Chapter 20 of Law Librarianship in the Digital Age by Ellyssa Kroski is “Technical Services 2.0″ by Edward T. Hart. This chapter conveys the charm of some deeply appealing aspects of traditional law librarianship, even as it highlights some unanswered questions about the future.
I’m always awed by the librarian’s task of safeguarding a portion of the world’s knowledge. Hart’s discussion of traditional cataloging and classifications systems reminds the reader of the breadth of that responsibility. For example, the table of Library of Congress subclasses within the broad subject area of law go as far as “Law of the Sea” and “Law of Outer Space.”
However, I am left with questions about two digital age changes Hart mentions. First, the changeover from AACR2 to RDA is described as being a major challenge for catalogers, with a cost for implementation that libraries might not be prepared to meet.
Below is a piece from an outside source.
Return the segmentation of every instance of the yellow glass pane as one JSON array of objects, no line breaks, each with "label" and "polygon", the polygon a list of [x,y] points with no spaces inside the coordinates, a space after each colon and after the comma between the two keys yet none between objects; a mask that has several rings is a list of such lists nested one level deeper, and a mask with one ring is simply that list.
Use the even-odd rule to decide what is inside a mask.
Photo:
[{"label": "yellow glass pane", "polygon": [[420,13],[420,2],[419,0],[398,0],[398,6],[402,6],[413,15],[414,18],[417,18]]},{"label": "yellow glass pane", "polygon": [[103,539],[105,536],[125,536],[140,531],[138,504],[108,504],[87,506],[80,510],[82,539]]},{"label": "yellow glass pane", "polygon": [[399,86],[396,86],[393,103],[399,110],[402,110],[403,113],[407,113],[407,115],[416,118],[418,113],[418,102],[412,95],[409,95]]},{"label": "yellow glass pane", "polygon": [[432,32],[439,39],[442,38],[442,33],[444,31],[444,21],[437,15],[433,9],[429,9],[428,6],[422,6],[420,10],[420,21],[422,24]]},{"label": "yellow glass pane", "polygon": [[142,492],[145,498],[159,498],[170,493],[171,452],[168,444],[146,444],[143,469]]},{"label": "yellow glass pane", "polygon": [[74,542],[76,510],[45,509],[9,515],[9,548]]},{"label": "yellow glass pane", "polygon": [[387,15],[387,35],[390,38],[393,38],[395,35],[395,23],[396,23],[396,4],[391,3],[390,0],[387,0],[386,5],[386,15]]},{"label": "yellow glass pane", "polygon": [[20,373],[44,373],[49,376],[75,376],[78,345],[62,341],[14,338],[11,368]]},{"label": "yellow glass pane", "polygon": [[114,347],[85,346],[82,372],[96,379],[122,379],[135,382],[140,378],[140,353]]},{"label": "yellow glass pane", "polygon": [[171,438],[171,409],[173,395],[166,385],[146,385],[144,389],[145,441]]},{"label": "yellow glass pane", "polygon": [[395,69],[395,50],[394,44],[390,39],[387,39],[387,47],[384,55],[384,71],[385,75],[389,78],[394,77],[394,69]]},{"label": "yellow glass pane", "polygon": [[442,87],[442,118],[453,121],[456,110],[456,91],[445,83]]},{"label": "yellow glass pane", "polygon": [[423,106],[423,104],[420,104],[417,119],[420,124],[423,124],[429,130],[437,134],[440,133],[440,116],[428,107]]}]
However, Hart notes that more than 90% of new catalog records at University of Florida’s law school library are downloaded from OCLC and are only modified in minor ways to fit local needs. If such a high percentage of copy cataloging is typical of most law school libraries, it does not appear that an upgraded standard such as RDA would dramatically affect the ongoing workload of catalogers at most law schools. Meanwhile, the promised benefits of RDA that Hart mentions, including greater integration with vendor systems and online tools allowing catalogers to reference applicable rules while cataloging, would seem to streamline rather than complicate the cataloging process.
The second unsettled question is the future of the last print copies of official legal documents. When a print version of a legal resource is legally designated as official, it is not enough to have digitally archived the content; there must be a print copy somewhere to withstand a legal challenge to the accuracy and authenticity of the law. Hart mentions that the Legal Information Preservation Alliance coordinates law libraries’ retention of print copies of such materials; however, the alliance’s website suggests that the project is still at an initial, relatively informal stage. It will be interesting to see how the project evolves as the transition to digital continues.